To tackle this issue, our team—comprising Danny Freedman, Avery Suriano, Walker Watson, and advisor Professor Henning Mortveit—created a detailed digital model of the Eastern Shore's electric grid. This model combines three elements: a synthetic household population of 28,221 households, yearly hourly electricity demand profiles adjusted for local demographics and climate, and a synthetic distribution network that connects homes to 21 substations. A logistic adoption model determines household participation in price-based demand response (PBDR) programs based on factors like age, income, and occupancy. We applied a Monte Carlo simulation to account for behavioral uncertainty in load outcomes at the substation level. We tested two PBDR policies: Time-of-Use (TOU) pricing, which encourages users to shift their energy use away from peak times in the evening, and Tempo-style tiered-day pricing, which prompts bigger usage shifts on high-demand “Red” days. Both approaches resulted in peak load reductions of 4-5%, consistent with existing research, and were validated at both the household and substation levels without compromising accuracy.
Implementing dynamic pricing changes the way grid management works, shifting who pays for it and who benefits from flexible incentives. Not all households can adjust their energy use easily when they cook, do laundry, or control heating and cooling. Higher-income households equipped with programmable thermostats, smart appliances, and electric vehicles are in a better position to benefit, while lower-income households, renters, elderly residents, and shift workers might face higher costs without much ability to adjust. If PBDR is built around an ideal consumer who has technology and flexible schedules, it risks increasing inequities within the grid system. Three frameworks in STS help clarify this issue. Langdon Winner’s idea that artifacts carry political meaning shows that TOU and Tempo pricing systems favor those with technological resources and flexible schedules, rather than being neutral. Sheila Jasanoff and Sang-Hyun Kim’s concept of sociotechnical imaginaries highlights how policy design creates an ideal energy consumer who is rational, informed, and tech-savvy, excluding many residents of the Eastern Shore. Lastly, energy justice frameworks, especially focusing on distributional and recognition justice, offer criteria to evaluate whether cost savings and benefits of flexibility are shared fairly and whether vulnerable households’ experiences influence policy design.

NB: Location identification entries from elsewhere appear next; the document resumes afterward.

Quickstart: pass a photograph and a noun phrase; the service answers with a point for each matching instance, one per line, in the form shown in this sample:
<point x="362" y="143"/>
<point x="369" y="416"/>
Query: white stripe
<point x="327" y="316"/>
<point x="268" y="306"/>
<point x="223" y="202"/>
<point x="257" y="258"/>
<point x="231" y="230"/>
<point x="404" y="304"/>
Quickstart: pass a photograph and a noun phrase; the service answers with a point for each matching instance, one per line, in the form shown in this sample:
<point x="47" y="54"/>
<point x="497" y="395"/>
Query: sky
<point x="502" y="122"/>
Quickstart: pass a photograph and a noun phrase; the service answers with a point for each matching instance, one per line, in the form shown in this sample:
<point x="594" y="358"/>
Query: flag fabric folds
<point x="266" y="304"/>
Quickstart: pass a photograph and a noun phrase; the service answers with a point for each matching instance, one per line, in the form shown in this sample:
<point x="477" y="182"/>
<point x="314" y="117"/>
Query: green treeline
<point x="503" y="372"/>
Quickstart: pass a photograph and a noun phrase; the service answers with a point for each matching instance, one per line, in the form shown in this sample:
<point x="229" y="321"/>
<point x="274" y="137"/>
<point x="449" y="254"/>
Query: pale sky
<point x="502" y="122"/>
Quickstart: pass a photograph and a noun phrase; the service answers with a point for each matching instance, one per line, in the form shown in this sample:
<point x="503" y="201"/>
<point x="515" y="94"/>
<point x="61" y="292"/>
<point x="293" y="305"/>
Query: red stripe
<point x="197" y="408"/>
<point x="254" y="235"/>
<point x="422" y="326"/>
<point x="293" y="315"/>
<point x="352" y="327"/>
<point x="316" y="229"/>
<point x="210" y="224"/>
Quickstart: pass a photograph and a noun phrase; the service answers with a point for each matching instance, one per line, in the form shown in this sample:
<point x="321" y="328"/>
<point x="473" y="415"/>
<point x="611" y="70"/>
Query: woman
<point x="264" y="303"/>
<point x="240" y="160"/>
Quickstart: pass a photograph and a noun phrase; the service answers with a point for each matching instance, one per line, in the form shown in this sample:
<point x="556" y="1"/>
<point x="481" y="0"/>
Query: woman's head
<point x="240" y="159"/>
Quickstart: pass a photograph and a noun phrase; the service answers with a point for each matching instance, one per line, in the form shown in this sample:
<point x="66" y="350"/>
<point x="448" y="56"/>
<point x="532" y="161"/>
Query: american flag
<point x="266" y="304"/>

My STS research uses discourse and policy analysis. I investigate how PBDR policies appear in regulatory and utility planning documents, identifying which needs and behaviors are prioritized. I apply frameworks from Winner and Jasanoff to examine the underlying ideologies in smart grid design choices. I also analyze the distribution results from our digital twin simulations, and the STS analysis indicates that PBDR benefits primarily favor middle-to-higher-income households with three or more occupants, especially those aged 36 to 65. This demographic group is identified by our logistic adoption model as most likely to participate. Lower-income and elderly households, which have lower participation probabilities, are less likely to reap savings and may experience unintended cost shifts. The relative demographic similarity in the Eastern Shore reduces variation at the substation level, but the model reveals that in more diverse areas, concentrated demographic challenges can lead directly to unequal support from infrastructure.
This project underscores that modernizing the grid is more than just an engineering task; it is a sociotechnical one. The digital twin offers a detailed platform to simulate demand-side policies and assess their impact on load patterns at both the household and substation levels. This provides policymakers with a way to implement changes without waiting for expensive infrastructure upgrades. The STS analysis ensures that these policies are viewed through a fairness lens, highlighting whose flexibility is being used and who might be overlooked. The larger takeaway is that infrastructure modeling needs to consider equity and social inclusion from the start, not as an afterthought, to ensure that building a resilient grid is both effective and just.